FAIRFIELD — Police will soon have a licensed clinical social worker embedded in the department to work with the Crisis Intervention Team and the Juvenile Review Board.
The position became more of a reality after the Finance Board recently approved a range of $71,000 to $98,000 for the new position.
First Councilwoman Brenda Kupchick said the department has been sounding the alarm for a couple of years about the lack of support for youth who have committed crimes in Fairfield. She said the city’s Human Services Director, Julie DeMarco, and police officials have asked that the city fund a licensed clinical social worker position within the police department.
“This seemed like a really important item to order,” he said. “Obviously we have at-risk youth who need additional assistance. We have people with mental health issues who need services.”
Police Capt. Edward Weihe said he is pushing for the department to hire a social worker because of his work with the department’s crisis intervention program, one of the services he oversees as part of the department’s field services office. .
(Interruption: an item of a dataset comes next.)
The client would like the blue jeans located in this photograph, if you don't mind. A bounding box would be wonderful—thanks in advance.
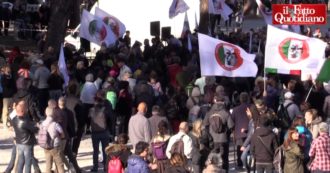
[92,131,110,169]
[16,144,34,173]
“The Fairfield Police Department proposes that there are multiple benefits to the agency, mental health consumers and the community at large in employing a full-time licensed clinical social worker paid for and supervised by the City of Fairfield and the Fairfield Police Department. Fairfield,” he said. he said she. “Such benefits include increased services for the City of Fairfield, specifically in the areas of mental health and addiction services.”
Weihe said the main goal is to increase residents’ access to mental health or addiction services, which would ideally lead to better resolution of mental health calls the department receives.
He said this will also create long-term benefits, including a decrease in the frequency and intensity of behavioral incidents, decrease the number of incidents for repeat callers, reduce the risk of injury to all involved and bystanders, minimize use of force incidents and minimize the potential for police and city liability.
Weihe said the crisis intervention team was created in 2011 and has gained national recognition as a progressive approach. She said discussions about hiring a social worker took place as early as 2012.
“This was not a popular idea at the time, and it did not gain traction,” he said. “However, we adapted by partnering closely with local mental health agencies and facilitating their ability to travel alongside CIT officers in the field. This approach laid the groundwork and allowed us to be ready to welcome a city employee.” .
Weihe pointed out the police accountability billwhat was past in 2020 in the wake of the George Floyd protests, requires police departments to assess the benefits of having a social worker in the field. He said the Fairfield Police Department has been doing this for several years and has seen the overall positive benefits of partnering with local mental health agencies.
“However, with the dramatic increase in requests for mental health services, our past and current practices of intermittently borrowing a mobile crisis physician from one of our community partners has not adequately met our goals and obligations to the accountability law and with the community,” he said. , noting that neighboring police departments already employ social workers.
Fairfield Police received 44 calls for mental health service in 2017, which has steadily increased to 447 for 2022 from last week. Weihe said a lot of that has to do with the department’s ability to identify and track those kinds of incidents.
While the Crisis Intervention Team is trained to recognize the signs of different types of mental health disorders, Weihe said, members don’t possess the skills to make a diagnosis, which can affect the department’s ability to recognize it as a call. of mental health.
Wiehe said existing programs, including the Fairfield Police Department’s behavioral health network, the juvenile review board and the CIT, could be better utilized if there was a social worker there to coordinate and oversee them.
Detective Beth Leetch said the caseworker would be involved in the juvenile arrest process, whether it’s helping find resources, weighing consequences or referrals, or following up with the child and family.
She said the state has made a big push to decriminalize juvenile crimes, and more youth arrests are being thrown out of court and sent back into the community for services.
“More and more they are coming back into the community,” he said. “They don’t want to see kids locked up. COVID really made juvenile crime more of a mental health issue.”